Implementing repository using Postgres and JSONB

October 11, 2021; repository java json versioning postgresql

Repository is an object responsible for storing entities states. It is used to find right objects and to store them for later use. Here I would like to show you how to implement a simple repository in Java using PostgreSQL database and JSONB type available there. The solution is very simple to implement. Although it has its weaknesses it is often the good enough one.

Let’s start from architecture

Before I go further I would like to introduce you how I organize my application. In short, I try to divide the application into modules and keep the implementation details (e.g. used database engine or its structure) outside the module logic. This approach usually allows me to handle the logic of the module without focusing on such details. For example, if I want to create a module for lending books, I leave the details of how and where the books will be stored to the end of the process, and it is usually done outside the module itself - somewhere at the level of plugging the module into a running application.

Application Architecture — Simplified application architecture.

When we think about some feature, the word “module” often appears. However, it is worth avoiding it during writing the code. A module makes sense within a given thought context. When you suddenly need to use a module inside another module, or even deeper, it suddenly becomes a naming problem. I try to avoid “modules” by simply calling them by a specific domain name - for example, instead of BooksModule, I just use Books.

Accessing entity from repository

To start, we need a sample entity that we want to store and obtain from our repository. Without going too deep into the implementation at this point, let’s say it will be a BookEntity.
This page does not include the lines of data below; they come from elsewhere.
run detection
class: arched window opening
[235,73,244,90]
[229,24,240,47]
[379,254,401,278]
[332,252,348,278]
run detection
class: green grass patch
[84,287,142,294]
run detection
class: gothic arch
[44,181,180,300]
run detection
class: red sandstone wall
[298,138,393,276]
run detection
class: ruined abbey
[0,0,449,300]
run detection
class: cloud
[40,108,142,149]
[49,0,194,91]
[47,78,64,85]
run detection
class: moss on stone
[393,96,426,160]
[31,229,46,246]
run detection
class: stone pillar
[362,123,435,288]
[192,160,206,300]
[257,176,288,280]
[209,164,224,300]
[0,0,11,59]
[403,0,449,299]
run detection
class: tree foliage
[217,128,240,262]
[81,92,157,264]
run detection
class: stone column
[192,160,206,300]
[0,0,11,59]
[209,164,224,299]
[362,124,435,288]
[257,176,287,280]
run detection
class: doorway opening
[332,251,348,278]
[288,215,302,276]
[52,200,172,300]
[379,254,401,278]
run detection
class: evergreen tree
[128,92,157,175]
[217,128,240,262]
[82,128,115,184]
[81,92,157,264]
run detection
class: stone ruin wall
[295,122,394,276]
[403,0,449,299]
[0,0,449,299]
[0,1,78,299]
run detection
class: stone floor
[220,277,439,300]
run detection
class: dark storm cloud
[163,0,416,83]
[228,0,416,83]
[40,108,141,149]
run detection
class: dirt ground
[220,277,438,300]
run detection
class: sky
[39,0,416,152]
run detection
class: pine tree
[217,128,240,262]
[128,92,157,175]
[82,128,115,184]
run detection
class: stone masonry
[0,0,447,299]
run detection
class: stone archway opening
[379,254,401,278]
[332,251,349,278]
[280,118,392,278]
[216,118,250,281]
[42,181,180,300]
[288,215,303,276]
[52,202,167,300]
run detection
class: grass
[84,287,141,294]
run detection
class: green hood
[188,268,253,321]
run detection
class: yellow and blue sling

So let’s define the interface of how we want to access the entity. To start it off, it could be:

public interface BookRepository {
    
    Optional<BookEntity> findById(BookId id);
    
    void save(BookEntity entity);
    
    void remove(BookEntity entity);
}

Think of your Entity more like a working copy than an original instance. This actual “Book” is still in the repository. You are really only retrieving information about its state, and by the time you have fetched the Entity from the database, it may already have a completely different state, meaning you will potentially be working with outdated data.

Having the entity, and the API to access the repository, we can easily start coding the business logic. If it suddenly turns out that we need to find all the books of a given author, we can do it right away - without wasting too much time developing how to store and retrieve the list of books. So, since we just faced the need to get a list of books by a particular author - let’s extend our interface with that:

public interface BookRepository {

    // ...

    List<BookEntity> findByAuthor(AuthorId authorId);
}

As you can see from the examples above - I like to provide a dedicated type as an entity identifier - instead of something like String, Long, or UUID. This way I can see right away in the code that I need a specific book identifier here, rather than some UUID. In the above example, I see that to get a copy of the book, I need its ID, and to get the list of books, I need the author ID.

An Entity is not the only allowed option for the representation of a given object taken from the repository. Remember that it is, nevertheless, some working copy of the real object - you can also think of it, for example, as some unmodifiable object, where any modification of it from the code side will create a new unmodifiable object. In that case, you could call it, for example, BookSnapshot.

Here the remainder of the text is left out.